Mr Morrison has said the hotel quarantine system had been "99.9 per cent effective".
But epidemiologists including Michael Toole from Melbourne's Burnet Institute warned that Melbourne's latest outbreak highlighted the urgent need to overhaul the quarantine system.
"This disruption to the lives of people in Melbourne was caused by a leak from a hotel in Adelaide," he said.
Professor Toole said he did not understand how Prime Minister Scott Morrison could assert that hotel quarantine was "99.99 per cent effective".
"How can he say that? I really don't understand, sitting here in Melbourne with this cluster of … cases that was all due to a breach in hotel quarantine," Professor Toole said.
"And we've seen this over and over again, I'm not sure where he's getting that from.
"I often use the analogy that if you ran an airline and your planes only crashed one in 100 times, would you go on that airline?
"It's a ridiculous argument to make, the system either works or it doesn't."
"And we've seen, since November, 17 of these leaks in five mainland capital cities and I just think that's unacceptable.
"It has us on tenterhooks, it's almost every week we have this mini-crisis."
The infectiousness of the strain
Public health authorities are concerned about the "highly infectious" variant of COVID-19.
It is a version of what is called the "Indian variant", and it's spreading quickly in other countries as well.
Acting Premier James Merlino said the time between people catching the virus and passing it on was "tighter than ever".
The usual transmission of coronavirus is about five to six days, but in some cases this week that timeframe had narrowed to 24 hours.
Its rapid speed and reports that some people possibly delayed getting tested while they were symptomatic have not helped.
Authorities yesterday revealed the fifth recorded case in the cluster, which was probably the source of infection for the other 29, had likely been in the community while infectious for around 11 days.
The state's Chief Health Officer, Professor Brett Sutton, said even a "tickle in the throat", or "just a runny nose" should be the trigger to get tested.
"Don't think that it's something else," he said.
"Get that negative test and then assure yourself that you're not putting others at risk."
Epidemiologists and public health authorities have praised the work of contact tracers during this latest outbreak, but their work may not have been helped by the state's slow move to a mandatory single QR code app which only took effect yesterday.
Authorities welcomed the record 47,462 test results received on Thursday and continued to remind every Victoria who is eligible to get a vaccination, to act.
All tiers of government agree vaccinations are the "game changer" that will ultimately help Australia assert some degree of control over the pandemic.
'Victoria has done fine'
Victorians feeling dismayed or angered by the latest lockdown might take some comfort from experts who say the state has actually been handling the pandemic well.
Epidemiologist Nancy Baxter said, overall, Victoria had been lucky.
The second wave was "in part, just bad luck" Professor Baxter said, with under-resourced public health systems, poor contact tracing and hotel quarantine leaks mainly to blame.
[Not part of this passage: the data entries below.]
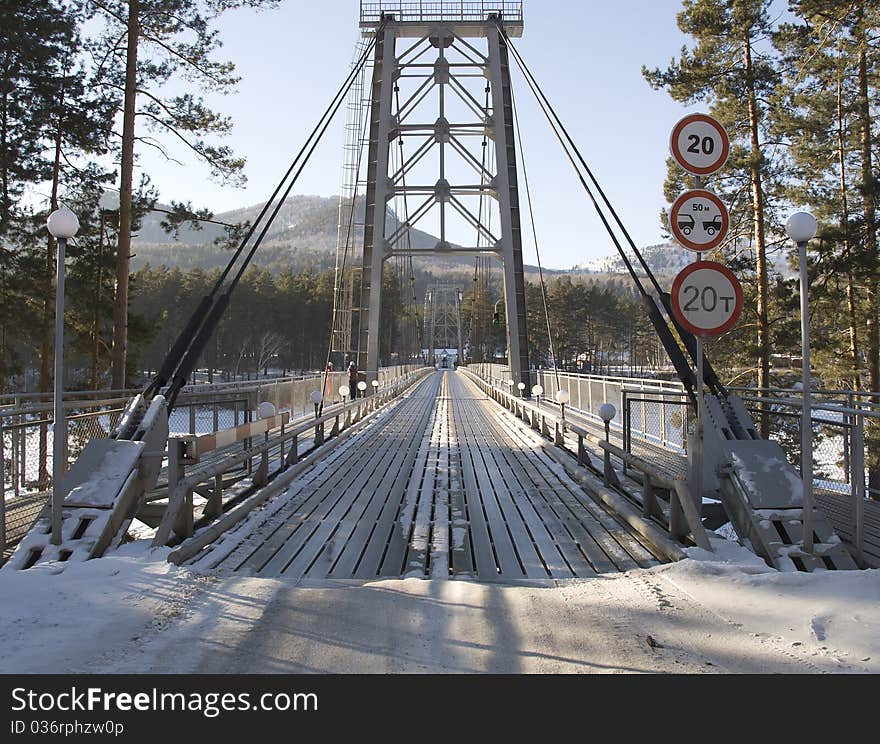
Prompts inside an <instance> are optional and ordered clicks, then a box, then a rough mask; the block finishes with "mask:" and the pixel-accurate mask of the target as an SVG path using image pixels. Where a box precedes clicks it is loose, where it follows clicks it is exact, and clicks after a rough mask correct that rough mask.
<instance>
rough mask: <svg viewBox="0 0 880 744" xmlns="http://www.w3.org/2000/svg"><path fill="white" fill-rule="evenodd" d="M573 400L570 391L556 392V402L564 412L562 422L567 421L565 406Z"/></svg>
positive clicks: (560, 390)
mask: <svg viewBox="0 0 880 744" xmlns="http://www.w3.org/2000/svg"><path fill="white" fill-rule="evenodd" d="M570 400H571V396H570V395H569V394H568V390H557V391H556V402H557V403H559V408H560V410H561V411H562V420H563V421H565V404H566V403H568V401H570Z"/></svg>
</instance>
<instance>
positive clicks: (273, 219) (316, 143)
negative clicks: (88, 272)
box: [166, 22, 385, 411]
mask: <svg viewBox="0 0 880 744" xmlns="http://www.w3.org/2000/svg"><path fill="white" fill-rule="evenodd" d="M384 25H385V22H383V23H382V24H380V25H379V28H378V30H377V34H376V36H375V37H374V38H373V40H372V41H371V42H370V44H369V46H368V47H367V49H365V50H364V53H363V54H362V55H361V58H360V59H359V60H358V63H357V65H356V66H355V67H354V68H353V69H352V70H351V72H349V74H348V76H347V77H346V79H345V82H344V83H343V84H342V87H340V89H339V90H338V91H337V92H336V95H335V96H334V98H333V100H332V101H331V104H330V106H329V107H328V109H327V110H326V111H325V112H324V114H323V116H322V117H321V119H320V120H319V122H318V125H317V126H316V127H315V130H314V131H313V135H310V140H313V142H312V145H311V147H308V143H309V141H310V140H307V141H306V145H305V146H304V148H303V149H304V150H306V149H307V152H306V154H305V155H304V157H303V158H301V160H302V162H301V164H300V167H299V168H298V169H297V171H296V173H295V174H294V175H293V177H292V179H291V180H290V183H289V184H288V186H287V188H286V189H285V190H284V193H283V194H282V196H281V199H280V200H279V201H278V204H277V205H276V207H275V209H274V210H273V211H272V214H271V215H270V217H269V218H268V221H267V222H266V224H265V225H264V227H263V229H262V230H261V232H260V234H259V236H258V237H257V239H256V241H255V242H254V244H253V246H252V247H251V249H250V251H249V252H248V254H247V256H246V257H245V260H244V262H243V263H242V265H241V266H240V267H239V269H238V272H237V273H236V275H235V276H234V277H233V279H232V281H231V282H230V283H229V285H228V287H227V289H226V291H225V292H224V293H223V294H222V295H221V296H220V298H219V299H218V300H217V301H216V302H215V303H214V304H213V305H212V306H211V308H210V311H209V312H208V314H207V317H205V319H204V322H203V323H202V324H201V327H200V329H199V331H198V333H197V334H196V336H195V338H194V339H193V340H192V341H191V342H190V343H189V347H188V349H187V351H186V354H185V355H184V357H183V359H182V360H181V361H180V363H179V364H178V365H177V368H176V370H175V372H174V374H173V376H172V378H171V385H170V386H169V388H168V391H167V393H166V398H167V400H168V410H169V411H170V410H171V409H172V408H173V407H174V403H175V402H176V400H177V396H178V395H179V394H180V390H181V389H182V388H183V386H184V385H186V382H187V378H188V377H189V374H190V371H191V370H192V369H193V368H194V367H195V364H196V362H197V361H198V359H199V357H200V356H201V353H202V350H203V349H204V347H205V345H206V344H207V342H208V339H209V338H210V336H211V334H212V333H213V332H214V330H215V328H216V327H217V324H218V323H219V321H220V318H221V317H222V315H223V313H224V312H225V311H226V308H227V307H228V306H229V301H230V298H231V296H232V292H233V291H234V290H235V288H236V287H237V286H238V283H239V281H240V280H241V277H242V276H243V275H244V272H245V270H246V269H247V267H248V265H249V264H250V262H251V260H252V259H253V257H254V254H255V253H256V251H257V249H258V248H259V247H260V245H261V243H262V241H263V239H264V238H265V236H266V233H267V232H268V230H269V228H270V227H271V225H272V223H273V222H274V220H275V218H276V217H277V216H278V212H279V211H280V210H281V207H282V205H283V204H284V201H285V200H286V199H287V197H288V196H289V194H290V192H291V190H292V189H293V187H294V185H295V184H296V182H297V180H298V179H299V176H300V175H301V174H302V172H303V169H304V168H305V167H306V165H307V164H308V162H309V160H310V159H311V156H312V154H313V153H314V152H315V149H316V148H317V146H318V144H319V143H320V141H321V139H322V137H323V136H324V134H325V132H326V131H327V128H328V127H329V126H330V122H331V121H332V120H333V117H334V116H335V115H336V112H337V111H338V110H339V107H340V106H341V105H342V102H343V101H344V100H345V97H346V95H347V94H348V91H349V90H350V88H351V86H352V84H353V83H354V80H355V77H356V75H357V73H358V72H359V71H360V68H361V67H363V65H364V64H365V63H366V60H367V59H368V58H369V55H370V53H371V51H372V49H373V47H374V46H375V44H376V39H377V38H378V34H379V32H381V30H382V28H383V26H384ZM315 132H317V134H315ZM294 165H295V164H294ZM291 170H292V168H291ZM285 179H286V175H285ZM283 184H284V180H282V182H281V184H279V186H278V189H276V192H275V193H276V194H277V192H278V190H279V189H280V188H281V186H282V185H283ZM251 234H252V233H251ZM244 242H245V241H242V245H243V244H244ZM230 268H231V267H230Z"/></svg>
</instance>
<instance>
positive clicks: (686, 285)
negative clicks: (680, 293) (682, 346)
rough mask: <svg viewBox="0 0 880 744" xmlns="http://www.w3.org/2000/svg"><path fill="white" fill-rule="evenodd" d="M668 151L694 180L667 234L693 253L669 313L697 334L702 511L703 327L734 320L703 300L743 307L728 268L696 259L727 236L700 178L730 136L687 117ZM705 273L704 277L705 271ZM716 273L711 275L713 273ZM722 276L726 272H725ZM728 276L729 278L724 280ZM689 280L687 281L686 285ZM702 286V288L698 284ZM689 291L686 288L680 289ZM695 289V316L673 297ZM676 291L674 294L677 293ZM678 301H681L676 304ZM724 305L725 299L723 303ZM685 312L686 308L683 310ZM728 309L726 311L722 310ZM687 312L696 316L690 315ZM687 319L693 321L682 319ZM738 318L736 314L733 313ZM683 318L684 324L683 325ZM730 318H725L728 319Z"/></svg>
mask: <svg viewBox="0 0 880 744" xmlns="http://www.w3.org/2000/svg"><path fill="white" fill-rule="evenodd" d="M669 151H670V153H672V158H673V159H674V160H675V162H676V163H678V165H679V166H680V167H681V168H682V169H683V170H685V171H686V172H688V173H690V174H691V175H693V176H694V181H695V184H694V186H695V188H694V190H692V191H687V192H685V193H684V194H682V195H681V196H679V197H678V199H676V200H675V203H674V204H673V205H672V208H671V209H670V210H669V228H670V231H671V232H672V235H673V236H674V237H675V239H676V240H677V241H678V243H679V244H680V245H682V246H683V247H685V248H687V249H688V250H692V251H695V252H696V253H697V260H696V261H695V263H694V264H691V266H689V267H688V268H687V269H685V271H683V272H681V274H679V277H681V278H682V281H681V282H679V281H678V280H679V277H676V283H677V284H678V285H679V286H678V287H676V286H675V285H673V292H672V296H673V309H674V314H675V315H676V317H677V318H678V319H679V320H680V321H682V325H683V326H684V327H685V328H686V329H687V330H689V331H691V332H692V333H694V335H695V336H696V349H695V351H696V357H697V391H696V392H697V411H696V418H697V420H696V427H695V432H694V446H693V447H691V448H689V452H690V456H691V465H692V471H691V490H692V492H693V497H694V501H695V503H696V506H697V508H698V509H701V508H702V493H703V419H704V415H703V373H704V370H703V337H704V336H705V335H713V334H711V333H709V332H707V331H708V326H711V325H712V324H716V327H721V328H723V330H720V331H719V333H723V332H724V330H726V329H727V328H728V327H730V326H732V325H733V324H734V323H735V322H736V317H734V318H733V319H732V320H731V321H730V323H729V325H728V324H727V321H726V320H725V321H724V322H719V318H718V317H716V314H715V306H714V305H713V308H712V312H708V311H707V310H706V308H705V307H704V305H703V301H704V300H709V301H710V302H712V301H715V302H716V304H717V297H718V295H717V293H718V291H719V290H720V291H721V292H723V293H724V294H723V296H724V297H725V298H727V297H729V296H730V295H729V294H728V293H729V292H733V296H734V297H739V303H738V304H739V307H740V309H741V307H742V290H741V289H740V288H739V282H737V281H736V277H734V276H733V274H731V273H730V272H729V271H727V269H724V267H723V266H720V265H719V264H713V266H714V267H718V268H719V269H721V270H722V271H721V272H720V274H719V272H717V271H716V270H715V269H710V268H709V267H707V266H705V264H707V263H708V262H703V261H701V260H700V254H701V253H702V252H703V251H710V250H713V249H714V248H717V247H718V246H719V245H721V243H722V242H723V241H724V238H725V237H727V232H728V230H729V229H730V217H729V215H728V213H727V207H725V205H724V203H723V202H722V201H721V200H720V199H719V198H718V197H717V196H715V194H713V193H711V192H710V191H705V190H704V189H703V188H702V187H703V182H702V179H703V176H708V175H711V174H712V173H715V172H716V171H717V170H719V169H720V168H721V167H722V166H723V165H724V163H725V162H726V161H727V157H728V155H729V154H730V138H729V137H728V136H727V131H726V130H725V129H724V127H723V126H722V125H721V123H720V122H718V121H717V120H716V119H714V118H712V117H711V116H707V115H706V114H688V115H687V116H685V117H684V118H683V119H681V120H680V121H679V122H678V123H677V124H676V125H675V126H674V127H673V128H672V134H671V135H670V137H669ZM707 270H708V271H709V273H704V272H705V271H707ZM713 271H715V272H716V273H714V274H713V273H712V272H713ZM725 272H726V273H725ZM728 274H729V276H728ZM688 278H690V282H689V283H687V284H685V282H686V281H688ZM701 282H702V284H701ZM685 286H686V287H688V288H689V289H687V290H685V289H684V287H685ZM694 287H697V288H698V291H699V292H703V291H705V295H703V294H699V296H698V297H697V298H695V299H696V300H697V301H699V310H700V311H699V312H697V311H696V310H695V306H694V305H693V303H694V301H695V299H694V298H691V299H688V298H687V297H683V298H682V297H677V294H679V293H680V292H682V291H684V292H686V293H692V292H693V288H694ZM676 289H678V292H676ZM680 300H683V302H680ZM727 303H728V301H727V300H724V301H723V304H727ZM685 308H688V309H687V310H686V309H685ZM727 310H729V308H726V310H725V312H726V311H727ZM691 313H695V314H693V315H690V314H691ZM689 315H690V319H692V320H694V321H695V323H691V322H690V320H687V318H688V316H689ZM736 316H737V317H738V316H739V310H737V311H736ZM686 320H687V322H685V321H686ZM728 320H729V319H728ZM700 324H704V325H706V326H707V328H701V327H700Z"/></svg>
"I think you should start after the second wave and look at the performance of the system after the second wave and then I think you'll see that actually, Victoria has done fine."
She said cases at a Black Rock Thai restaurant and a positive case from the Australian Open tennis were well managed earlier this year.
"People are awfully critical about anything that happens, anything that goes wrong, everyone just jumps on and some of this is luck.
"And we've been very lucky … I think that's what people don't realise, Victoria getting that second wave under control.
"Any of these states saying 'this is just Melbourne', wow, I mean a lot of them are way more vulnerable.
"Like if something happens in Queensland, they are toast," she said.